# Keyless



## nolabama (Oct 3, 2007)

Why is a keyless called a keyless. What does it mean? If anything.


----------



## HARRY304E (Sep 15, 2010)

nolabama said:


> Why is a keyless called a keyless. What does it mean? If anything.


Mdshunk posted this on another Forum


----------



## LegacyofTroy (Feb 14, 2011)

I assume that if there's no switch , (on fixture,)and it only holds bulb , one would request a keyless light fixture. .......the word "key" meaning access point , "less" meaning without , .........best I got


----------



## Toronto Sparky (Apr 12, 2009)

http://wiki.answers.com/Q/What_is_a_keyless_lamp_holder&src=ansTT

And from this site in 2008 

http://www.electriciantalk.com/f2/if-keyless-one-has-key-2276/


----------



## TGGT (Oct 28, 2012)

That's funny because I've always wondered that, and even was thinking about it when I saw this thread title.


----------



## aftershockews (Dec 22, 2012)

LegacyofTroy said:


> I assume that if there's no switch , (on fixture,)and it only holds bulb , one would request a keyless light fixture. .......the word "key" meaning access point , "less" meaning without , .........best I got


We say "pull chain keyless" or "keyless".
Edit: I get a laugh when I ask a Lowe's employee where they keep the keyless fixtures.


----------



## Big John (May 23, 2010)

So I guess, technically, any fixture that doesn't have a knob switch on it is a keyless...? 









aftershockews said:


> ...Edit: I get a laugh when I ask a Lowe's employee where they keep the keyless fixtures.
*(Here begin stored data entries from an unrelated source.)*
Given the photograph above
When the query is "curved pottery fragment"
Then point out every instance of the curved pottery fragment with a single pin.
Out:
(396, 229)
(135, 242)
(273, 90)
 I get a laugh when I ask Lowe's employees _anything._ :whistling2:


----------



## JRaef (Mar 23, 2009)

In one of my first jobs in the field back in the mid 70s I worked for a contractor who did a lot of remodel work in an old part of town (Alameda)where there were lots of Victorian houses built in the mid to late 1800's. This was before it was trendy to own one and it was kind of a pain in the ass to have all this old non-functional stuff in them, so people were ripping out old gas lamps right and left. The contractor I worked for would throw them in the truck when he removed them to put in modern fixtures. Since it was my job to clean out the trucks at the end of the day, I was supposed to scrap those, but he let me have them and I "electrified" them by putting in sockets and drilling them for wiring, then sold them at flea markets. 

The old gas lamps had "keys" that you used to control the amount of gas and thus the light level, essentially an early dimmer. A lot of them in commercial buildings were removeable keys, I guess so that you could keep someone from changing the light level. Like these:









So it was only natural that when Edison came out with his early electric lamp sockets, he made them look the same, where the rotary switch had the same sort of key on the outside, since that is what people were used to when controlling their lamps.










But once they came up with wall mounted switches, it became redundant to have another switch on the lamp socket. So "keyless" is a socket with no "key" switch. Even if the switch is a pull chain or a push-through, it is not keyless because there is a switch of some sort.


----------



## LegacyofTroy (Feb 14, 2011)

Learn something new everyday..........


----------



## 99cents (Aug 20, 2012)

The mystery is solved! Thank you, JRaef. I never suspected it was a term that went THAT far back.


----------



## donselec (May 7, 2011)

how can it be a keyless pull chain? one or the other i would think


----------



## 480sparky (Sep 20, 2007)

donselec said:


> how can it be a keyless pull chain? one or the other i would think


I've seen that is the specs of some jobs.


----------